Interessante Objekte und Orte in Großpolen (Wielkopolska)

Die Bibliothek der Familie Raczyński in Poznań (Posen)

Herb Die Bibliothek der Familie Raczyński in Poznań (Posen)

POZNAŃ (Posen)

Stadt an der Warta, Hauptstadt der Woiwodschaft, der Region und des Erzbistums Poznań. Wichtiger Punkt auf dem Piastenweg.
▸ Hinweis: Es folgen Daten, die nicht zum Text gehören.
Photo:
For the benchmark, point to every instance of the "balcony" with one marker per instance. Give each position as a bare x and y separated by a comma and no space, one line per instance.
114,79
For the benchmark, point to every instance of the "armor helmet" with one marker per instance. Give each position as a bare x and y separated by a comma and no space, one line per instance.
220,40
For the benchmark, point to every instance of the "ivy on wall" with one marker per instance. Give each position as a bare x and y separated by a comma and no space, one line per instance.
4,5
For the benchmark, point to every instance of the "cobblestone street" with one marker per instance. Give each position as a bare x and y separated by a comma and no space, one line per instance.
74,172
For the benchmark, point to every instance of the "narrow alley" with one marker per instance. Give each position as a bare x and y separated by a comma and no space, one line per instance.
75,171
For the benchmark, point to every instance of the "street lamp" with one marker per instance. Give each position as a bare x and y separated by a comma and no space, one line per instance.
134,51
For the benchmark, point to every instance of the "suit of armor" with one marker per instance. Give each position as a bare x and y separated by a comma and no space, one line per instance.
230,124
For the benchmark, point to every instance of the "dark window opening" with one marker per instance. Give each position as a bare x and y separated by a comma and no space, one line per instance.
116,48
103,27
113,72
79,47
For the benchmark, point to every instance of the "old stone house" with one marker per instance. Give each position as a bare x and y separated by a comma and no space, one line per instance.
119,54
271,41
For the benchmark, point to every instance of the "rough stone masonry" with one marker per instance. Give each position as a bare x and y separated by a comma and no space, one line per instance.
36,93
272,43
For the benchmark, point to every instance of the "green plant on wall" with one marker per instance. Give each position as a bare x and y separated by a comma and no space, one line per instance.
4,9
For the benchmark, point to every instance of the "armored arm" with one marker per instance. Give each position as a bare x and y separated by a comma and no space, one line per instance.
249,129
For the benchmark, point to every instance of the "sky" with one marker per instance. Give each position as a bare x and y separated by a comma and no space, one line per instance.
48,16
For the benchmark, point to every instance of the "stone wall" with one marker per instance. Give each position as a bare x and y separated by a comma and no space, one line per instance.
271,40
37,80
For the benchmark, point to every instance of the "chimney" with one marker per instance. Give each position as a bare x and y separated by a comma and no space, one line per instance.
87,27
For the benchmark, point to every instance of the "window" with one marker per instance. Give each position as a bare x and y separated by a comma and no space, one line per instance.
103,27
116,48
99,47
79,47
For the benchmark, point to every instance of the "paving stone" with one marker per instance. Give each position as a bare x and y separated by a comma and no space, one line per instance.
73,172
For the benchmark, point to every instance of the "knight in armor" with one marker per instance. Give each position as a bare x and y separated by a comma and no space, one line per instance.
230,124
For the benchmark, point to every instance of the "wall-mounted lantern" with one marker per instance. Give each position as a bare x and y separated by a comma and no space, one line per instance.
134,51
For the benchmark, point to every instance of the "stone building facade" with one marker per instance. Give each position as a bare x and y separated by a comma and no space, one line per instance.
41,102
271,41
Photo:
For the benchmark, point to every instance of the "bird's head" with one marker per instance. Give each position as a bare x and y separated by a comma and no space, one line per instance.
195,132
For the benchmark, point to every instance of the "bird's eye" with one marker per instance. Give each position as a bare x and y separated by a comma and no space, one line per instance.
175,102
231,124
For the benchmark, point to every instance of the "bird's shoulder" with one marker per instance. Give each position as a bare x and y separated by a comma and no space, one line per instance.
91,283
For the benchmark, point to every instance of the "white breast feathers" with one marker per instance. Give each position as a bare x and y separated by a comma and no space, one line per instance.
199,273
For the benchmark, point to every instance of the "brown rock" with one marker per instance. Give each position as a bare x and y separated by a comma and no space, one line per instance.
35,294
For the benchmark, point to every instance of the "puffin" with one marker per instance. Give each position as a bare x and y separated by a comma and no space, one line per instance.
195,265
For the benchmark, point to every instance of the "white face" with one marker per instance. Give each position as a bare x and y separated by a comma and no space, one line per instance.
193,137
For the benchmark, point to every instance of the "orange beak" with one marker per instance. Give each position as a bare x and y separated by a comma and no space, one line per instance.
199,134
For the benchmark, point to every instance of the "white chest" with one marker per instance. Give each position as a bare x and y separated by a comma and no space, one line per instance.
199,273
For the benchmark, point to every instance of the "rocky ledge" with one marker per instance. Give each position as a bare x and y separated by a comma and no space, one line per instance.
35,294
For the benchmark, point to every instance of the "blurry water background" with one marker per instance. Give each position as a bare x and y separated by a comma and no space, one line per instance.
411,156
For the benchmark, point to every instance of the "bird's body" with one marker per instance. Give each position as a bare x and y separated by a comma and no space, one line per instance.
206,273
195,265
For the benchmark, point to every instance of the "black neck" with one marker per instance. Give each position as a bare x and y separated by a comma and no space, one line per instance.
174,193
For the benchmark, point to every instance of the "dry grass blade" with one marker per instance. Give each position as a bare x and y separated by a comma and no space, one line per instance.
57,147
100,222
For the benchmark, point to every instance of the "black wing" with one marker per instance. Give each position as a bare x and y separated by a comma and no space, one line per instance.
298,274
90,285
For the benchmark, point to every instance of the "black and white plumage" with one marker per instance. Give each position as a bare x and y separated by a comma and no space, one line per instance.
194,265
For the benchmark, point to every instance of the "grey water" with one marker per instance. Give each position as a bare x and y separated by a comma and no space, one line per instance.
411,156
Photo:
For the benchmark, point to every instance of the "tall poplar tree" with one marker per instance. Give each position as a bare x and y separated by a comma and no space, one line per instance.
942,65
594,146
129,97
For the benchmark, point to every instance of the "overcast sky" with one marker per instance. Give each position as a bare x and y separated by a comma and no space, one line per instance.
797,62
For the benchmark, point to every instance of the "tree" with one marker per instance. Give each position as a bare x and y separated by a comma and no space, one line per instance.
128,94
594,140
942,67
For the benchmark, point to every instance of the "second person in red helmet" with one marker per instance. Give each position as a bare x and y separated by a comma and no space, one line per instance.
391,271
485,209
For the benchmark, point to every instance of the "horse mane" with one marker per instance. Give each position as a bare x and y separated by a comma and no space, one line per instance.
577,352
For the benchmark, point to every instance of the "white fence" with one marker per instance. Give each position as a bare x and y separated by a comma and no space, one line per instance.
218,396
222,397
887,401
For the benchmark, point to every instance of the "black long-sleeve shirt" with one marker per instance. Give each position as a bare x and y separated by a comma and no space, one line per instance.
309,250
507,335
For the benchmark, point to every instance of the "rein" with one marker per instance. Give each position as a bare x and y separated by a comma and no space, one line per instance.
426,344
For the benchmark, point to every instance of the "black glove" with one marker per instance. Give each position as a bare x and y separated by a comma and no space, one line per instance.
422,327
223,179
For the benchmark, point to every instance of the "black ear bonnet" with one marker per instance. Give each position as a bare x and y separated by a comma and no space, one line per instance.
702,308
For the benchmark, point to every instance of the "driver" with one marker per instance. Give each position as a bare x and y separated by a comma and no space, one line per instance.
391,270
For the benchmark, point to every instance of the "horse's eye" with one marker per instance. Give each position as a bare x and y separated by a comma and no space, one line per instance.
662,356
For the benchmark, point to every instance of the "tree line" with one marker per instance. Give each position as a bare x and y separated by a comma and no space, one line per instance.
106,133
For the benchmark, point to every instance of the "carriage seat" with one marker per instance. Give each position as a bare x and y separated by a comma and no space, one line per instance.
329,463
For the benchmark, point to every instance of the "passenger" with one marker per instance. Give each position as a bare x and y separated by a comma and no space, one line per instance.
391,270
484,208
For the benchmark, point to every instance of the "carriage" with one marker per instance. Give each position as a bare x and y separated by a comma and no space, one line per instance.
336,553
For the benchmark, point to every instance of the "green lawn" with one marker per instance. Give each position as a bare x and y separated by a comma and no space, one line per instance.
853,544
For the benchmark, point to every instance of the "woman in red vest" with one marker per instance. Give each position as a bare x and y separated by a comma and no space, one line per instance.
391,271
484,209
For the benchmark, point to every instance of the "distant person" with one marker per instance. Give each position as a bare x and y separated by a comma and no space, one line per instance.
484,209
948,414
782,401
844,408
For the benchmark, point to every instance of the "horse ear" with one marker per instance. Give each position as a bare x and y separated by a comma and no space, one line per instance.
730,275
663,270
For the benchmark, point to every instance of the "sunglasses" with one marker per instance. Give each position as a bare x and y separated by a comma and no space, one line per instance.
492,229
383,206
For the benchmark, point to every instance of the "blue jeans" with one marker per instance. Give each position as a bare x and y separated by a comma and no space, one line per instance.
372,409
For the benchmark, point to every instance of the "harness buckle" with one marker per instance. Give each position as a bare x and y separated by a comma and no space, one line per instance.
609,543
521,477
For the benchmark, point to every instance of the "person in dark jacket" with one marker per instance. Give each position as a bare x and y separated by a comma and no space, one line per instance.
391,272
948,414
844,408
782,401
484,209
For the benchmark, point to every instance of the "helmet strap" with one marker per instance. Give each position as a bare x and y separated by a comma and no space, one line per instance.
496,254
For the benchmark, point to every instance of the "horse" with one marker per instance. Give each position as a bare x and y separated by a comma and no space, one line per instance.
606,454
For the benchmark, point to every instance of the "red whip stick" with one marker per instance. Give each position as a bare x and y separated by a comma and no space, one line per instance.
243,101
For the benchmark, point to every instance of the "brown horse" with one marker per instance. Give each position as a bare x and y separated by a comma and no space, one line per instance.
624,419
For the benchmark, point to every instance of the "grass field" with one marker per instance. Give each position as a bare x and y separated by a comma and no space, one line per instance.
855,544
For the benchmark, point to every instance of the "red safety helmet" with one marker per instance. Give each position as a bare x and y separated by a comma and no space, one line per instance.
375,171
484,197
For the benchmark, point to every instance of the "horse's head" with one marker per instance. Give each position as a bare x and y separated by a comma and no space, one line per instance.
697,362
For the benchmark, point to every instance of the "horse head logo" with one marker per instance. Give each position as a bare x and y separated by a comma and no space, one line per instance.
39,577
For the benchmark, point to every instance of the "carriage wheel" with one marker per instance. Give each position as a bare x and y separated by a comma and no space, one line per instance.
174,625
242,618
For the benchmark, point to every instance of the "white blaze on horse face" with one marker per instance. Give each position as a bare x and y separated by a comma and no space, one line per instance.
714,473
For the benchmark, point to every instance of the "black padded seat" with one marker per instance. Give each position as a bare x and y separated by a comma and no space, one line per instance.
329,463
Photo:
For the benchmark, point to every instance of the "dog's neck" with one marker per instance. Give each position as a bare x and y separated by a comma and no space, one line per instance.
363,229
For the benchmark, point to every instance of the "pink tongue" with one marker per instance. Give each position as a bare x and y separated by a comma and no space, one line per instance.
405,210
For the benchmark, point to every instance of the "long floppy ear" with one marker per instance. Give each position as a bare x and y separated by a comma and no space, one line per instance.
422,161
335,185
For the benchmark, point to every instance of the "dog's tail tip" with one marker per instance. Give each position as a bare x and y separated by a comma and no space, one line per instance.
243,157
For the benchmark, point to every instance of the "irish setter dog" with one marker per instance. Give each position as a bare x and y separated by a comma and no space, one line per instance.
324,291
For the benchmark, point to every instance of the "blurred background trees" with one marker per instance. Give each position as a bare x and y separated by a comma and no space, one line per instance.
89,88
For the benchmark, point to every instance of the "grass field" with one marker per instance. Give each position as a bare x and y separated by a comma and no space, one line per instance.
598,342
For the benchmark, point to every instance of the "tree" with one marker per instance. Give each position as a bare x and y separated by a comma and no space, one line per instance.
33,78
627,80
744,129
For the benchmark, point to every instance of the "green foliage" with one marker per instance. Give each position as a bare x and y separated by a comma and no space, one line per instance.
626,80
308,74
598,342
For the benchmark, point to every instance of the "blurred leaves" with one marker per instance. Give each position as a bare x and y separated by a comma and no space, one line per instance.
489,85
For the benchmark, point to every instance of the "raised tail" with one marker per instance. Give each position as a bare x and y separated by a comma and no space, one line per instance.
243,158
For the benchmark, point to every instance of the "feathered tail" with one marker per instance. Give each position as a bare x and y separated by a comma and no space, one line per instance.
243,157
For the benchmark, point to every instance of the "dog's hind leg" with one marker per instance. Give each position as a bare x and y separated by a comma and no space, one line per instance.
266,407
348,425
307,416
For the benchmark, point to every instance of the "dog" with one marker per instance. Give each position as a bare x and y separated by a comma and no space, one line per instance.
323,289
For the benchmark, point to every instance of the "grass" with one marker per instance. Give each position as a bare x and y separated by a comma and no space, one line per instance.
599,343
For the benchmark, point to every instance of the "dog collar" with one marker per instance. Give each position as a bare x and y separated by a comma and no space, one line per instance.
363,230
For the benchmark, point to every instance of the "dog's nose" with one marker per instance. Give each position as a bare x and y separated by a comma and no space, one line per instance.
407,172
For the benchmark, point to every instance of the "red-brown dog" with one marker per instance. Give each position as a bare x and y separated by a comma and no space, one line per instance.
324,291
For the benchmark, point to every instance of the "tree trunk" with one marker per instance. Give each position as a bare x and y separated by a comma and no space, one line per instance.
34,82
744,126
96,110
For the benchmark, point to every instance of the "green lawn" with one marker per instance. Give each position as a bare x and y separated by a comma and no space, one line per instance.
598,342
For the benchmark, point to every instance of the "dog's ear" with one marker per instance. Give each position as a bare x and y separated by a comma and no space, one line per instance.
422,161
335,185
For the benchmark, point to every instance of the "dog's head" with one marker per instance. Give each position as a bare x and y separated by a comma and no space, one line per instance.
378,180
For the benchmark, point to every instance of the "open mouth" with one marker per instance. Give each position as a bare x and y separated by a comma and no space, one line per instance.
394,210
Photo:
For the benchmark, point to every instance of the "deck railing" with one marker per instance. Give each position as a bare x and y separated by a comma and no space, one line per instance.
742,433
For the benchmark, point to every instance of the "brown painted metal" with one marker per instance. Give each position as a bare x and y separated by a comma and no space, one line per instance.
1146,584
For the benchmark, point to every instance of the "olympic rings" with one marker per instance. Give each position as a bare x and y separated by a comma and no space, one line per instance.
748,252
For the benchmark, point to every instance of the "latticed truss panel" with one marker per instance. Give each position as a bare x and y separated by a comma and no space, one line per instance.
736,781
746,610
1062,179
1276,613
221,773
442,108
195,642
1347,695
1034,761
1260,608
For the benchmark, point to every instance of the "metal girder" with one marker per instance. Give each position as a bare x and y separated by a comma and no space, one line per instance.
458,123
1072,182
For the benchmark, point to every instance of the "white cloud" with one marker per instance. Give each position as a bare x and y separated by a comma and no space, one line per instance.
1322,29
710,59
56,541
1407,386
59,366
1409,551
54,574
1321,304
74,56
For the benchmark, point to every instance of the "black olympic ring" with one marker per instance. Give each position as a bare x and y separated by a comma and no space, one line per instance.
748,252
Als Poznań 1795 dem preußischen Teilungsgebiet einverleibt wurde, wurde die Stadt, die bisher innerhalb der mittelalterlichen Stadtmauern Platz gehabt hatte, für die hereinströmende Welle preußischer Beamter und Soldaten zu eng. Also wurde der Beschluss gefasst, die Stadtmauern abzutragen und die Stadt in westlicher Richtung auszubauen. An dem neu abgesteckten Platz erwarb Edward Raczyński eine Parzelle für den Bau einer öffentlichen Bibliothek. Ihr Entwurf war der östlichen Fassade des Louvre nachempfunden. Beim Bau des Gebäudes wurden technische Neuheiten genutzt. Die Säulen, welche die Fassade der Bibliothek schmücken, wurden aus dem damals in Mode stehenden Gusseisen angefertigt. In die Decken, die die einzelnen Etagen voneinander trennen, wurden Metallbleche montiert, die einen Brandschutz bilden sollten.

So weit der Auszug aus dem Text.